She is the small woman with the shy smile standing to Senator Robert F. Kennedy’s right at the podium in the Ambassador Hotel ballroom on June 5, 1968, as he thanks campaign workers after his California primary victory. He thanked her by name—“all of those Mexican Americans, and Dolores Huerta who is an old friend of mine who has worked with the union, to thank her and tell her how much I appreciate her coming tonight.” Although she looked about 18, Huerta was 38 at the time, a seasoned labor activist and lobbyist, having co-founded the National Farm Workers Association (NFWA) with César Chávez and negotiated the first NFWA contract during the legendary Delano grape strike. She is now president of the Dolores Huerta Foundation and sits on the board of both the Feminist Majority Foundation and the People for the American Way.
Q: How vivid is that memory to you, 40 years later?
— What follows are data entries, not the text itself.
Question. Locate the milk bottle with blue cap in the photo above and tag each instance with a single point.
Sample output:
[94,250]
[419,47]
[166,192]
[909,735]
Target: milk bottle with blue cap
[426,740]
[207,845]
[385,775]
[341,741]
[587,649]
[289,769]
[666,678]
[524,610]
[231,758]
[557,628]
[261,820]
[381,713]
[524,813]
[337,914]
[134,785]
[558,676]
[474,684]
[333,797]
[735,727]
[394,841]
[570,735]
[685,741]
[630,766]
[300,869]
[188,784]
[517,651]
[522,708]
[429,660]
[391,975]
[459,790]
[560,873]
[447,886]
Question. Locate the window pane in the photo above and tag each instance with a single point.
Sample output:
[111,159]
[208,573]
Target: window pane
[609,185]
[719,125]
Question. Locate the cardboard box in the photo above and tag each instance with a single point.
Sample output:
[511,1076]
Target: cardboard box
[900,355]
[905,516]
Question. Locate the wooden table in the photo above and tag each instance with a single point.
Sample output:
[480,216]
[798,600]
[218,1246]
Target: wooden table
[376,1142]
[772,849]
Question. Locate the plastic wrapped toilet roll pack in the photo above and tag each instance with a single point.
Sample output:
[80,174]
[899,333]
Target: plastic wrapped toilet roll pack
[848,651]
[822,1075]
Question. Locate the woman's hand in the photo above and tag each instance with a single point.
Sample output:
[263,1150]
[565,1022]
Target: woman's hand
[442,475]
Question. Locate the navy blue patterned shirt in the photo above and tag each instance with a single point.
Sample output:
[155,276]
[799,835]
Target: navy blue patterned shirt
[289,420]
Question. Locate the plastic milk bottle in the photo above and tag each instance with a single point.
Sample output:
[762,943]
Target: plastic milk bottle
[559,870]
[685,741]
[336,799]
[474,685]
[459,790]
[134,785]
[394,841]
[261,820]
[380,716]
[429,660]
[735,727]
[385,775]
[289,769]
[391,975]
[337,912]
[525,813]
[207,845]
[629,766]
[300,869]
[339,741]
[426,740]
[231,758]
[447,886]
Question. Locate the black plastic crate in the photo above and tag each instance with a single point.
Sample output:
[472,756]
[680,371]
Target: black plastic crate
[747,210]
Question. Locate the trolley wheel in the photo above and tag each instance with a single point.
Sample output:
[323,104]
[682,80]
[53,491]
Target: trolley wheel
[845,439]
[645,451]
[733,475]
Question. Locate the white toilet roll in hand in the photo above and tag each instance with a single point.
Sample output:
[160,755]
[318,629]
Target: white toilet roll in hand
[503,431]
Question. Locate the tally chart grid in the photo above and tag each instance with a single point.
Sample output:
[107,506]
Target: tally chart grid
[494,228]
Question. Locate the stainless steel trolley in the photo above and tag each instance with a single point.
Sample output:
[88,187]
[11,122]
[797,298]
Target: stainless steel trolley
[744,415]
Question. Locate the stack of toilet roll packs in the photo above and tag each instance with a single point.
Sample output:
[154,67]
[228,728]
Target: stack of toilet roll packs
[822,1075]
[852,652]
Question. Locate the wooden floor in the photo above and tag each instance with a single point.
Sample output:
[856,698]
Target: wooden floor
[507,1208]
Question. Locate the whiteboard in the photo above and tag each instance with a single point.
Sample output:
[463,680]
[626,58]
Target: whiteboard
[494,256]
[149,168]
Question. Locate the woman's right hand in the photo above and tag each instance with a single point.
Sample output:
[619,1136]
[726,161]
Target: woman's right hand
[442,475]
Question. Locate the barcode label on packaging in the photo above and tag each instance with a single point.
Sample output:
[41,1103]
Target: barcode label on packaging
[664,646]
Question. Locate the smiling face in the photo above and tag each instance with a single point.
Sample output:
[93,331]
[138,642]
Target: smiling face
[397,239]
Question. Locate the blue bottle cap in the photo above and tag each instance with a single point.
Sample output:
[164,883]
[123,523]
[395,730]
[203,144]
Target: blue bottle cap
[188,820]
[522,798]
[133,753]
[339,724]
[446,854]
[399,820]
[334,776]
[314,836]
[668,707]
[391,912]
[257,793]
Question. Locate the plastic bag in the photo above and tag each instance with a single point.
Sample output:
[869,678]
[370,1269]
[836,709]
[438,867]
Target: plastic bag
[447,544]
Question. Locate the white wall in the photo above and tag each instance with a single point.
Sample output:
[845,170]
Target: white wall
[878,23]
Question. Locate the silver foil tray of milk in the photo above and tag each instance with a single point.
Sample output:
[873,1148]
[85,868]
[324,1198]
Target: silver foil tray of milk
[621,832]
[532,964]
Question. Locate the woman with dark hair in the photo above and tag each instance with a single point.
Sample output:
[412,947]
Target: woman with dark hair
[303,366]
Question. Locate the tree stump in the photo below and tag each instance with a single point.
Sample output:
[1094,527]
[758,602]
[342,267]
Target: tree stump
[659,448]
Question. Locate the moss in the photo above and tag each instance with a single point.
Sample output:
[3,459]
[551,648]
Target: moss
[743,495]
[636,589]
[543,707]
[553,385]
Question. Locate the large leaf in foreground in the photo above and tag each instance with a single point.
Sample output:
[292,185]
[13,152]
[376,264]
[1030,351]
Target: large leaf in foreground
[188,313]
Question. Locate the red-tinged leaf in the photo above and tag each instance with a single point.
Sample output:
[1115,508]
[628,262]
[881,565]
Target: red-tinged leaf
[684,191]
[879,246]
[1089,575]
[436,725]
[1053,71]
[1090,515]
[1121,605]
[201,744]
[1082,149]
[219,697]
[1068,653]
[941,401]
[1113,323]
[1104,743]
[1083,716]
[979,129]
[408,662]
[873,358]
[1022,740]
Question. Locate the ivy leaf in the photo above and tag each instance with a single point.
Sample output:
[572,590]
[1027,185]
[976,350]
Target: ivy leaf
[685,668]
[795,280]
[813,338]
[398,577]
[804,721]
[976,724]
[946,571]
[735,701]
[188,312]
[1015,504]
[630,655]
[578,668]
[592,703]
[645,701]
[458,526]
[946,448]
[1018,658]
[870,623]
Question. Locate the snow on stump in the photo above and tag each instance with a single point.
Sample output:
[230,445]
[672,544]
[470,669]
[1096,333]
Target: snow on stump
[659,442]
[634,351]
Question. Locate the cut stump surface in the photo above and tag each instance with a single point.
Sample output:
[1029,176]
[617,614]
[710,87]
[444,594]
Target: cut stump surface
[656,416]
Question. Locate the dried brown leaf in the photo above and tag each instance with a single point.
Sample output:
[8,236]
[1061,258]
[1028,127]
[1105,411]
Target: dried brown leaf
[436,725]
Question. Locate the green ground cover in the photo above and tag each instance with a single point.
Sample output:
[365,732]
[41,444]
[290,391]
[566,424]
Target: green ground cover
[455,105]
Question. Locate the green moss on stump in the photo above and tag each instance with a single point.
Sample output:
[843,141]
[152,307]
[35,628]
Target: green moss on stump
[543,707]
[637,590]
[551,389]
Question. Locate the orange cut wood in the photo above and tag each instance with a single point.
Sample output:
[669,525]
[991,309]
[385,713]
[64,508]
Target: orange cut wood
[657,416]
A: I can still summon the joy. And the sound in that room. And then the shock and loss. Our champion was gone. But there was no question that the movement would go on. We knew it would be a big challenge, that there would be roadblocks. But there will always be roadblocks.
Q: Was it any kind of turning point for you?
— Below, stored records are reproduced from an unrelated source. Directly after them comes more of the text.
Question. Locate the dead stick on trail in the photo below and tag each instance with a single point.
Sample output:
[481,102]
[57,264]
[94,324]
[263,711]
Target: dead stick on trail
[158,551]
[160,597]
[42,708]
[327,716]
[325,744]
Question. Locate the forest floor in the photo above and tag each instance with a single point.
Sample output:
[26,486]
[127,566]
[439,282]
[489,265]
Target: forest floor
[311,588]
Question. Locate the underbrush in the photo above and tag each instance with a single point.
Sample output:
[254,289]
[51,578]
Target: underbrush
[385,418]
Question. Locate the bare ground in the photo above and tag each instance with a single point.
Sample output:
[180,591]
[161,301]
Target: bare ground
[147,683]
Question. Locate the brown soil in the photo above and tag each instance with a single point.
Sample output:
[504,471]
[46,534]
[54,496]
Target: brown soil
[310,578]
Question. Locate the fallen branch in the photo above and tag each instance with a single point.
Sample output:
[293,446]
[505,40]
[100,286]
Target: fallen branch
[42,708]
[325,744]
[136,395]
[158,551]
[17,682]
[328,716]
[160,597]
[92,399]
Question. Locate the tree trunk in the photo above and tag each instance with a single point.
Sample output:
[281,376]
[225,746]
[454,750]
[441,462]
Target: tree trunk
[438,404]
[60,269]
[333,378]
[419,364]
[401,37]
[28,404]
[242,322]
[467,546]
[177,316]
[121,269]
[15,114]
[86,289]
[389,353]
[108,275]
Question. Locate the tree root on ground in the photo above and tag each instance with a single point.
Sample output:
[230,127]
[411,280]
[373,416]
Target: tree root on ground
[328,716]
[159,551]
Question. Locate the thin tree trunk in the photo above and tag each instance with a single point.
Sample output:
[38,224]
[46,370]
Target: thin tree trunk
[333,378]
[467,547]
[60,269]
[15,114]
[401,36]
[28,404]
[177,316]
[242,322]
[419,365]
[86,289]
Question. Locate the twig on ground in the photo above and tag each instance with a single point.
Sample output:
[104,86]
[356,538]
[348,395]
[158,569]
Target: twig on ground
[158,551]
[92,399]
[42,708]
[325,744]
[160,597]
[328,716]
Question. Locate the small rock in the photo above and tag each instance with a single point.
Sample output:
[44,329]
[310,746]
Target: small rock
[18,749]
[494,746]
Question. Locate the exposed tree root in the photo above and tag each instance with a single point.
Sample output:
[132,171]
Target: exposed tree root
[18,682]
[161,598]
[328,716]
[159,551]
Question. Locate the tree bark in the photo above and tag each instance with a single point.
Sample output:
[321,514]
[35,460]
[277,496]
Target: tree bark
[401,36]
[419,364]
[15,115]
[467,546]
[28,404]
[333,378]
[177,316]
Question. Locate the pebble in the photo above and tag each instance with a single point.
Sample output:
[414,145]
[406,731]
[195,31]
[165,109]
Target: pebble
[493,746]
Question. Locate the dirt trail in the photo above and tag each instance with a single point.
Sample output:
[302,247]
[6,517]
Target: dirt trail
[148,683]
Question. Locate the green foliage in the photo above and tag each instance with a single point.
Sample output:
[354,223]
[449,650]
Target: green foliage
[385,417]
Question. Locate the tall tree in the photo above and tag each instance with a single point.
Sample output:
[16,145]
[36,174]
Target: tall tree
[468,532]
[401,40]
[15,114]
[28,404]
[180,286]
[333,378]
A: It was an important point in time. But nothing stopped at that point, you know? It was only the beginning. A lot of people have had better lives because of what came after 1968: Title IV, civil rights laws, laws against job discrimination, and fair housing.
Q: Did you have to fight cynicism?
A: No, not then, and not now. People say there are no demonstrations now, nobody marching against whatever, but that’s not true. There are anti-war marches, and marches for racial solidarity, but they don’t get covered. You turn on the news, you get the crime report and the scandal report, but you barely get the world report. I’m not sad that it’s not happening, because I know it is happening. The work for justice never finishes. It’s an ongoing movement, you don’t ever say, “There, that’s all fixed, now I can retire to the beach or something.” I have 11 children and 14 grandchildren—that’s a big investment in the future.